33

3K 87 76
                                    

PART III

--MAY 26th--

Frank's POV:

"Come on Frank, it's not weird at all," Mikey groaned.

We were in Gerard's room— well, he was in Gerard's room. Mikey had proposed that we borrow his nicer clothes like we had for Homecoming last year, but I thought it would be weird. Maybe it wouldn't be weird for him, but being that I vowed to never think about Gerard again, it felt weird. I rolled my eyes at him and leaned onto the door frame, my arms crossed firmly over my chest. I hadn't even bothered to enter his room; it all just felt so wrong.

"It doesn't even matter what we wear, it'll be covered up anyway," I pointed out.

"Yeah but what about for the afterparty," He grabbed a white button up shirt and brought it over to me, holding it up to see how it would fit, "Our parents already planned it out and got food and drinks and everything. If you show up wearing sweats and a T-shirt... I just know your mom won't be happy."

He was right, this whole anti-Gerard campaign I'd been on was childish and frankly, it was getting annoying; even to me. I didn't even like him anymore, or at least I'd convinced myself that I didn't. Holding a grudge was stupid and exhausting, yet for some reason here we were. I hesitated before taking the shirt from him. He gave a victorious grin.

"That's what I thought Frankie," He teased before going back and grabbing a second shirt for himself.

"You know he's coming to the graduation ceremony," Mikey said, poking my cheek teasingly.

"I'm just gonna avoid him then," I swatted his hand away.

"You're such a baby," He reached out to poke me again and I smacked his hand out of the way, "You should talk to him, he misses you."

I felt a twist in my stomach. He missed me?

"No way, he's probably forgot about me by now."

"Frank come on... Even I'm not this stubborn," Mikey was right, but I'd never admit it.

"Whatever, I don't want to talk to him," I shrugged.

"Why not?" I opened my mouth to answer but I couldn't think of any real reason. Sure, he'd hurt me, and then he'd tried to get back with me, then he left just like I knew he would. That's exactly what would happen this time. I would fall for him and he would leave.

"Well?" He rose an eyebrow.

"Ugh! Fine, I'll talk to him," I groaned, "But only so you'll shut up about it."

He pumped his hand in the air triumphantly, "Yay! Thanks."

We got dressed up in our graduation gowns and went downstairs where his parents, my mom and Mark were waiting.

"Where's dad?" I looked at my mom expectantly.

"He hasn't called," My heart sunk, "But I'm sure he'll be here soon."

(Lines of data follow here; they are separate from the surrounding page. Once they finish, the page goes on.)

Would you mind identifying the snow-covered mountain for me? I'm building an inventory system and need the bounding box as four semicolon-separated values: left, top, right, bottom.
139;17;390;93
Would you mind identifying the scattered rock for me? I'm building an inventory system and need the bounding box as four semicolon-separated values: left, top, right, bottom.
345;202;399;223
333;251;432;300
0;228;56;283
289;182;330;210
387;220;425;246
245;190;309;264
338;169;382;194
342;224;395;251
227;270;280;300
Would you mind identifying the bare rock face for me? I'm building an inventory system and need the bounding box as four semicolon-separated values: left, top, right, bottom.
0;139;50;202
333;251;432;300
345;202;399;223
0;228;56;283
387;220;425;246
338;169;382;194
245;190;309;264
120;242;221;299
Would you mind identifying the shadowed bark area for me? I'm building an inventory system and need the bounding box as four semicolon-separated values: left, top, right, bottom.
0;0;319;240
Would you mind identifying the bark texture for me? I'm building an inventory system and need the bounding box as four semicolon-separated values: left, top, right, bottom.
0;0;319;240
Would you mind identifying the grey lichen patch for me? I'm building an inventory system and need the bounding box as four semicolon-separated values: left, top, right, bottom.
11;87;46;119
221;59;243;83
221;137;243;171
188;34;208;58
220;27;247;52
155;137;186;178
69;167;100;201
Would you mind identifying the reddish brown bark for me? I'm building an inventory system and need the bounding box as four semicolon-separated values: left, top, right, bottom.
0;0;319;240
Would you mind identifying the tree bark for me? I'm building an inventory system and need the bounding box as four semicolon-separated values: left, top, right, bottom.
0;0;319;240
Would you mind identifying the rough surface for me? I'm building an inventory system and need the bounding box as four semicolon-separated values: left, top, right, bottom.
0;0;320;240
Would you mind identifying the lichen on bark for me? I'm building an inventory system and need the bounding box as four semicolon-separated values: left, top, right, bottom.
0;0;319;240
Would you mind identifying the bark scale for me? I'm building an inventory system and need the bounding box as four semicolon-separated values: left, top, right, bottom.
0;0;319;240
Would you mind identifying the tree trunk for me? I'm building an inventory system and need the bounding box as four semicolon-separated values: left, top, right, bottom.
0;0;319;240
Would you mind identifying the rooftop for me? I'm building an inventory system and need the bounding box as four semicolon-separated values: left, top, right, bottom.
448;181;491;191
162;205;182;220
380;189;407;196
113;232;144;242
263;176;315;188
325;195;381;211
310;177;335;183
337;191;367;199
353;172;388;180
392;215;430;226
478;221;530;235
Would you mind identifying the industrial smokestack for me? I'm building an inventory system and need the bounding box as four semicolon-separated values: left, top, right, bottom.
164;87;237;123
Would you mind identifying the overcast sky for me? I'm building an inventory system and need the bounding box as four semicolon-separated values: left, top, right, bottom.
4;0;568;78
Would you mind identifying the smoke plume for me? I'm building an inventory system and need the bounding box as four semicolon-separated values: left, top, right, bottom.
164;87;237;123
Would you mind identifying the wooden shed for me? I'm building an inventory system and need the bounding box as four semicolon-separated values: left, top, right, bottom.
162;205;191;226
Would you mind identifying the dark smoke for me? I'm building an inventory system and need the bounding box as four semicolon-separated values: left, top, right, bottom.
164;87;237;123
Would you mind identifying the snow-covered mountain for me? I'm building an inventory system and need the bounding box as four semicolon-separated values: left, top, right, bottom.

I forced a smile, "It's fine, he's been really busy with work and stuff, lets get going though. Wouldn't want to be late for our own graduation," Honestly being late to graduation wouldn't be a bad thing, especially for Mikey. Waiting for every single student in our graduating class to walk across the stage and get their diploma wasn't exactly my idea of fun. Mikey's last name was Way, which meant we would have to literally sit through the whole thing and couldn't leave early. It was unfortunate, but hey, after this school was done for good.

--

"Wooo! Fuck this place!" Alex shouted at the top of his lungs earning a couple of death glares from the teachers. It was the last time we'd be on this campus. Some people were sentimental about it, they'd miss the teachers and their peers and the structure of the schedule that school forced us to have. Mikey was one of those people, I on the other hand, was not.